Question

The line `3x+4y-k=0` is tangent to the circle `x^2+y^2=16`. What are the possible values of k?

Answer 1

`k=+-20`

Explanation:

Let us find points of intersection of line `3x+4y-k=0` and circle `x^2+y^2=16`. We can do this by putting value of `y` from first equation i.e. `y=(k-3x)/4` and we get

`x^2+(k-3x)^2/16=16`

or `16x^2+k^2+9x^2-6kx=256`

i.e. `25x^2-6kx+k^2-256=0`

This would give two values of `x` and corresponding two values of `y` i.e. two points. But tangent cuts the circle in only at one point.

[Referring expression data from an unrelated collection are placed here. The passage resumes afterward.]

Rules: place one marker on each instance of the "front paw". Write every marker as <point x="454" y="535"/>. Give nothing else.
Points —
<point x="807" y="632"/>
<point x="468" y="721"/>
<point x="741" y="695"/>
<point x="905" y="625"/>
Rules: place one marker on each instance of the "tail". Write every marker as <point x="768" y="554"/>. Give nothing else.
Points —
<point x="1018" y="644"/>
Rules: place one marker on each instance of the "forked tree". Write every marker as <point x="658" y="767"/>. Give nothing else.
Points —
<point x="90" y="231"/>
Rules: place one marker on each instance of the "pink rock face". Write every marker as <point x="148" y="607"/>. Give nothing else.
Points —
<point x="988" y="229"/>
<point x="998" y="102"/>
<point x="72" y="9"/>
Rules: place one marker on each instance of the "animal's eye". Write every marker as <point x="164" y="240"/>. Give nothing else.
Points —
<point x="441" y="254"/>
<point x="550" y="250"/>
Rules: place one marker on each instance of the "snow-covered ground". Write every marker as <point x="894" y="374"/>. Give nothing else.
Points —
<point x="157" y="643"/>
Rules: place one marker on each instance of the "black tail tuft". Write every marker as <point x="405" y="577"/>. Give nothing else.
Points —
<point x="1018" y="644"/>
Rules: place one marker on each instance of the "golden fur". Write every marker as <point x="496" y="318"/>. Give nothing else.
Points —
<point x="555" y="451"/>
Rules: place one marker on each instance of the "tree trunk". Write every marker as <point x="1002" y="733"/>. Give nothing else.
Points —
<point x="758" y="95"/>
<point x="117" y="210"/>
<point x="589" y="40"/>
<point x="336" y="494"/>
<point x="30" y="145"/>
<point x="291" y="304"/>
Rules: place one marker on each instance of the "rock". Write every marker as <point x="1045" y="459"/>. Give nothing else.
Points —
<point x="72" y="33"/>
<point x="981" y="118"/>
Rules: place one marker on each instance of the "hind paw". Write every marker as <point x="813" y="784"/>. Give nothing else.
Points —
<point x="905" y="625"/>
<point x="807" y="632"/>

This will be so when discriminant is zero i.e.

`(-6k)^2-4*25*(k^2-256)=0`

or `-64k^2+25600=0` or `k=+-20`

graph{(x^2+y^2-16)(3x+4y-20)(3x+4y+20)=0 [-10, 10, -5, 5]}

Answer 2

`k=+-20`.

Explanation:

We know from Geometry, that, the `bot"-distance"` from the

Centre of a Circle to its tangent line equals the

Radius of the Circle.

Let us use this fact to solve the Problem :

We see that, for the circle `S : x^2+y^2=16`, its centre is

`O=O(0,0)`, and radius `r=4`.

`"But, the" bot"-dist. p from "O" to the tgt. : "3x+4y-k=0`, is,

`p=|3(0)+4(0)-k|/sqrt(3^2+4^2)=|k|/5`.

Since, `p=r rArr |k|/5=4 rArr k=+-20`.